From November 22-January 3, John “Lypsinka” Epperson and Jackie Hoffman take this musical to unexpected new heights. Directed by Jack Cummings III, Mattress, will be at the Abrons Arts Center, presented by The Transport Theater Group. Call 212-564-0333.
•THE LATEST issue of The Hollywood Reporter is packed with news, as usual.
Two stories stood out, to me. One was Michael Wolff’s take on “How Brian Williams Will Save MSNBC.” As we all know, in the wake of Brian’s exaggerations, he has been replaced by highly regarded Lester Holt as the face of NBC Nightly News. So Williams has been “demoted” to become the “breaking news” guy for MSNBC.
As writer Wolff points out, the steady and still dignified presence of Williams has arrived just in time. MSNBC has gone so far to the left, and has employed so many fools (or smart people who in their arrogance and self-amusement, behave foolishly) that even some of the most liberal liberals have turned away in embarrassment. Not to mention the omnipresence of network’s much-mocked Locked Up marathons.
So, Brian Williams is the start of what might be a series of upheavals and program changes and shifts. I hope he does well because everybody deserves a second chance — and he didn’t kill anybody, for heaven’s sake! Also because I’d like to see MSNBC recover itself. With the presidential elections looming, having a reasonable liberal voice on TV is more important than ever, now.

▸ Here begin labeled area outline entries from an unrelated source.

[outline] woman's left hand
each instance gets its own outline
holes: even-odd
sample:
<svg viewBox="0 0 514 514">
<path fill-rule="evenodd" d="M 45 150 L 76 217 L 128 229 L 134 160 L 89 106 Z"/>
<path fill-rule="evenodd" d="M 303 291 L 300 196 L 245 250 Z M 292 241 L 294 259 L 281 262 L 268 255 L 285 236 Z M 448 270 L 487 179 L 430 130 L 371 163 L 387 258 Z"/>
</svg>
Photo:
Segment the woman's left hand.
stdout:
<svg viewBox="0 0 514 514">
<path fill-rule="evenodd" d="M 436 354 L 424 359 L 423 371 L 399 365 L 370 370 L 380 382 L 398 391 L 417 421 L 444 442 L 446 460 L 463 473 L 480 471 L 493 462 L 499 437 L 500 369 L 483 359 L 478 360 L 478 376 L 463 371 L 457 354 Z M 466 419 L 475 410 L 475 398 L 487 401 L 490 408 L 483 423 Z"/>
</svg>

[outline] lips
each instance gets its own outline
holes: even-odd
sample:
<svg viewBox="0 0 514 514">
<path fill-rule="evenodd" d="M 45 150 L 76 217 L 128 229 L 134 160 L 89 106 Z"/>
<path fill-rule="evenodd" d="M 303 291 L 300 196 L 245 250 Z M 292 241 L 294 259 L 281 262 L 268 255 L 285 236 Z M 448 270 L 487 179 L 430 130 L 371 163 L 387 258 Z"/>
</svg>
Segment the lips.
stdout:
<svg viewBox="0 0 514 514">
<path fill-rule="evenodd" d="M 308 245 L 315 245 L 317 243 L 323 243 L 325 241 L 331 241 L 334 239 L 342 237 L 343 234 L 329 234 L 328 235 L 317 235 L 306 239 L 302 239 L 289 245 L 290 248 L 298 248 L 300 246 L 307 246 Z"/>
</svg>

•”TODAY’S MEN are shameless hussies!” That’s a quote from the other Hollywood Reporter story that caught my eye. Written by Merle Ginsberg, it is titled “Introducing The “Stromo!” Hollywood’s Male Stars Go Gay (ish)”
This is about the trend for straight male leading men to not care about, and even encourage, the idea that they might play in another ballpark. They pose provocatively wearing as little as the law allows, give major interviews to gay publications (The Advocate, Out) play gay roles and don’t get all bent out of shape when asked if they are gay.
Nick Jonas, Channing Tatum, James Franco, Tom Hardy, Joseph Gordon-Levitt, Ryan Gosling, Daniel Radcliffe, Ryan Reynolds are just a few who are on board. And why not? All actors love to be admired. Why not cash in on the lucrative gay audience? And, as writer Ginsberg points out, straight men, in general now enjoy being objectified, in the way women are — they want to be sex objects. Admired by the women they sleep with, and by the men they don’t sleep with. It’s a big tease. It’s big business. (The Magic Mike movies appeal equally to both sexes.)
There’s always been “beefcake” but the old studios put out those photos ostensibly to appeal exclusively female movie-goers–although many of the “at home” sessions with the likes of Tab Hunter, Roddy McDowell and Tab Hunter, lounging around steam rooms or poolside, were coded to alert the then-closeted gay audience. And in the 1970s and early 80s we had ambiguous, androgynous rock stars, like David Bowie, who hinted they were open to anything. Today’s well-chiseled men are brazenly putting it out there for everybody to see and fantasize over. (Although, let’s give credit where credit is due — 1981’s male-stripper TV movie For Ladies Only starring Gregory Harrison. That was the original Magic Mike.)
Anyway, metrosexual is out; “Stromo” is in.
It will be the cream of the jest if, in a few years, male actors begin to revolt against this objectification, just as many women have. “Oh, no — I’m more than that…I won’t take my shirt off…I’m not showing my ass. I am a serious actor!”